Phylogenetic analysis using RdRp domains of endornaviruses

All endornaviruses have an RdRp (PF00978), which catalyzes the replication of RNA from an RNA template. According to the Pfam database, only viruses (427 species) possess RdRp domains (PF00978). To find possible origin of the RdRp in the genus Endornavirus, we first collected sequences highly homologous to that of the RdRp of BPEV, and most of these sequences were derived from other endornaviruses and single-stranded (ss) RNA viruses. The phylogenetic tree based on the RdRp sequences includes two distinct clades (Supplementary figure S3A). The first clade consists of solely endornaviruses along with two different ssRNA viruses, Lilac Ring Mottle virus and Apple stem pitting virus, whereas the second clade contains solely ssRNA viruses.

Two endornaviruses, GaBRV-XL and TaEV, that infect fungi contain the DEAD box helicase (DEXDc) domain (PF00270). A total of 3,526 species, including 2,661 bacteria, 561 Eukaryota, 142 Archaea, and 200 viruses, possess a DEXDc domain according to the PFAM database. A phylogenetic tree was constructed using the sequences highly homologous to the DEXDc sequences of GaBRV-XL and TaEV, and this tree contains two clades (Supplementary figure S3B). The first clade contains various bacteria in addition to two endornaviruses and one fungus (Sclerotinia sclerotiorum). Two other viruses, Modoc virus and Simian varicella virus, belong to the first clade. In contrast, the second clade consists of various organisms including green algae, protozoa, and Archaea.

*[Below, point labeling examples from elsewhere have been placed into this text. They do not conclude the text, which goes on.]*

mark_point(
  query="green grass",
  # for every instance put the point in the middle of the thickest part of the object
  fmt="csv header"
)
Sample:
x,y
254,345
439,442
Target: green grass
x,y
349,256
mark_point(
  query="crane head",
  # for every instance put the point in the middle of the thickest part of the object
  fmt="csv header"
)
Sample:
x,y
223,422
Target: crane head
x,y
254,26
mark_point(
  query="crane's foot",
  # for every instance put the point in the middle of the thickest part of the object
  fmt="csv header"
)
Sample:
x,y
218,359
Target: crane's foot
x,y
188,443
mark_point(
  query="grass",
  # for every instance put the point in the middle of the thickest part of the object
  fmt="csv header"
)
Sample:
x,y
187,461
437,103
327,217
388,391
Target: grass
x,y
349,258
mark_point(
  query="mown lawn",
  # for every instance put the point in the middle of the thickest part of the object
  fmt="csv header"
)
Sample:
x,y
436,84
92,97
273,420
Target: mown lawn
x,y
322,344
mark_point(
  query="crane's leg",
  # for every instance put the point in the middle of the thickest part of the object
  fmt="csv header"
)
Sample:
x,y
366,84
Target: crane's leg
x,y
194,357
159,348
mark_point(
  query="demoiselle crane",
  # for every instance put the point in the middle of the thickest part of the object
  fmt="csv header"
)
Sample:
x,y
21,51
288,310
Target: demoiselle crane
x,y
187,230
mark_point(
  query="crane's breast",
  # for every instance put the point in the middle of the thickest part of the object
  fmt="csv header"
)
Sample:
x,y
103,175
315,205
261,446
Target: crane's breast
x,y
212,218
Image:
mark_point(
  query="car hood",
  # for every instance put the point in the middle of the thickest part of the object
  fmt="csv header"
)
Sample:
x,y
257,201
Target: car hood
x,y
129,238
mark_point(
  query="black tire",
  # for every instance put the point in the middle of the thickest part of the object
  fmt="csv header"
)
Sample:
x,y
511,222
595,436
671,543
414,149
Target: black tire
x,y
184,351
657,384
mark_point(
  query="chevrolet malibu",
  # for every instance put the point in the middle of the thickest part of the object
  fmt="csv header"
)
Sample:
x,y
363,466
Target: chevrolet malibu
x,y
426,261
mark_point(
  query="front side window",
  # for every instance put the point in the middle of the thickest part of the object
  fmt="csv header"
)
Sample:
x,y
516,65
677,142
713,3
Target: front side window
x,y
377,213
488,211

Prediction of horizontal gene transfer for each domain in endornaviruses

The phylogenetic analyses suggested that at least BPEV and OsEV acquired several domains via HGT. It is likely that HGT of glycome-related domains might have occurred among different organisms. To assess this possibility, we compared trees between given pairs of species and domains as described in the materials and methods. We excluded endornaviruses from the analyses, as these are not assigned to the tree of life. In the case of the GT28 domain, at least four independent HGTs have occurred among plants, fungi, and bacteria (Figure 4A). The GT28 domain in plants might have been transferred to Geomyces pannorum, T. pseudonana, and Vibrio coralliilyticus. The Bacillus megaterium obtained GT28 domain from T. pseudonana. The GTSs of two proteobacteria, M. maris and Thalassiobium sp., might have been horizontally transferred to the genome of T. pseudonana (Figure 4B).

thumbnail
Figure 4. Horizontal gene transfer of two domains, (A) the glycosyltransferase 28 domain and (B) the glycosyltransferase sugar-binding region, among three different kingdoms.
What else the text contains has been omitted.